Depuis plus de 100 000 ans, la glace est permanente au pôle Nord. Ce n'est toutefois pas une glace terrestre, comme en Antarctique et au Groenland, mais une glace marine. Cette glace marine ou banquise peut atteindre les 3 m d'épaisseur d'eau de mer gelée. La superficie recouverte de glace varie en fonction des saisons.  En été, une partie de la glace fond toujours et en hiver la glace revient. C’est à la fin de l'été (septembre) que cette superficie est la plus réduite. Certains scientifiques prévoient que la glace sera complètement absente l’été en 2020, d’autres estiment que ce phénomène arrivera un peu plus tard, durant la deuxième moitié du 21ème siècle. Une catastrophe pour la population locale et les animaux qui dépendent de la banquise, comme les ours polaires. De plus, le pôle Nord sera accessible et la course à l’extraction des matières premières de cette région pourra commencer ce qui aura un lourd impact sur l’écosystème.

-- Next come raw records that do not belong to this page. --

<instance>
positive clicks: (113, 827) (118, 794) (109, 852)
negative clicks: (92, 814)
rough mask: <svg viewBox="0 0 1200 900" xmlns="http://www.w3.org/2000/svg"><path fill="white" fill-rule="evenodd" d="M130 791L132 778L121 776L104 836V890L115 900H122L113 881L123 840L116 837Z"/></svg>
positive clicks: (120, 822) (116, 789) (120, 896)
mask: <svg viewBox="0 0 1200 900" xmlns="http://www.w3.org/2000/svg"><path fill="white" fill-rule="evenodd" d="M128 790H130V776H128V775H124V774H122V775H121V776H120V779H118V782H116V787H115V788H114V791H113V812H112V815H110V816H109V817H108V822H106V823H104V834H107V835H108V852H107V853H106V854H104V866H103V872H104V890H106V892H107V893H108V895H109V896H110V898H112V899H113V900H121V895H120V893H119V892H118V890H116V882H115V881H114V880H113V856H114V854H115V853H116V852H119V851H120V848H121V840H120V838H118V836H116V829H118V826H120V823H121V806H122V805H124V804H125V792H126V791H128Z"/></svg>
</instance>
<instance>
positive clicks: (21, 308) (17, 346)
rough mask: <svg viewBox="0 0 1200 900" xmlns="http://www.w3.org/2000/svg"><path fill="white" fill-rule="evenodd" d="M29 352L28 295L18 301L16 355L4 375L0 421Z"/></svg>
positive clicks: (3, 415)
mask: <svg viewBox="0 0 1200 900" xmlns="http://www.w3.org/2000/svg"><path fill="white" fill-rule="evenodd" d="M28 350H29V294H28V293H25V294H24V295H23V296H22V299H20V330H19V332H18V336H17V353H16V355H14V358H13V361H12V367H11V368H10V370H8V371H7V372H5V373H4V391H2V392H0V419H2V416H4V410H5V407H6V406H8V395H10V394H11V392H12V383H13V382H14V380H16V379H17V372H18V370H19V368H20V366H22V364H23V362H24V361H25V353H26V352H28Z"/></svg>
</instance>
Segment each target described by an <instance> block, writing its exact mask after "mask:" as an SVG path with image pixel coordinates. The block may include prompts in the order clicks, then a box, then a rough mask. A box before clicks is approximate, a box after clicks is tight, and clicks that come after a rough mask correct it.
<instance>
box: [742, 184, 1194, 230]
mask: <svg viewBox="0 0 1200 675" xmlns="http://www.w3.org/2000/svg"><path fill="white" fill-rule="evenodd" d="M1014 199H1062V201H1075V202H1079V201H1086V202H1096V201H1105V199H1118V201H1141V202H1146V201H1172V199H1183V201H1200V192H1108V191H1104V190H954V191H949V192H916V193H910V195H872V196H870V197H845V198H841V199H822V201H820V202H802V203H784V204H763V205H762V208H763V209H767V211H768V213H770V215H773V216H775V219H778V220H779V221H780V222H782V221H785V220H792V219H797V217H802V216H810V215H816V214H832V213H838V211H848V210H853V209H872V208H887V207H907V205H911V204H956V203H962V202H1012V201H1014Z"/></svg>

De plus, c’est un fait que la fonte des glaces va accentuer le réchauffement climatique : les surfaces de glace blanche réfléchissent les rayons du soleil. La surface foncée des océans absorbent au contraire davantage de rayons solaires  ce qui augmente la chaleur.

L'Antarctique, au pôle Sud, est un véritable continent. Il y a donc de la terre sous la glace. L'impact du changement climatique sur ce continent varie fortement d'un endroit à l'autre. Ainsi, la presqu'île Antarctique (la partie la plus au nord du continent antarctique, orientée vers l'Amérique du Sud) s'est fortement réchauffée au cours des 50 dernières années et va perdre des quantités de glace considérables, ce qui n’est pas le cas du reste de l'Antarctique. Malgré les températures froides et donc une fonte réduite de la glace en surface, des études récentes montrent qu'en Antarctique une grande quantité de glace est en train de fondre en profondeur, donc à l'intersection de la terre et de la mer. Cela est imputable à l'augmentation des températures des océans.

La réduction locale de la banquise en Antarctique provoque une réduction de la quantité de krill (une sorte de petite crevette), ce qui exerce à son tour un impact sur toute la chaîne alimentaire qui en dépend.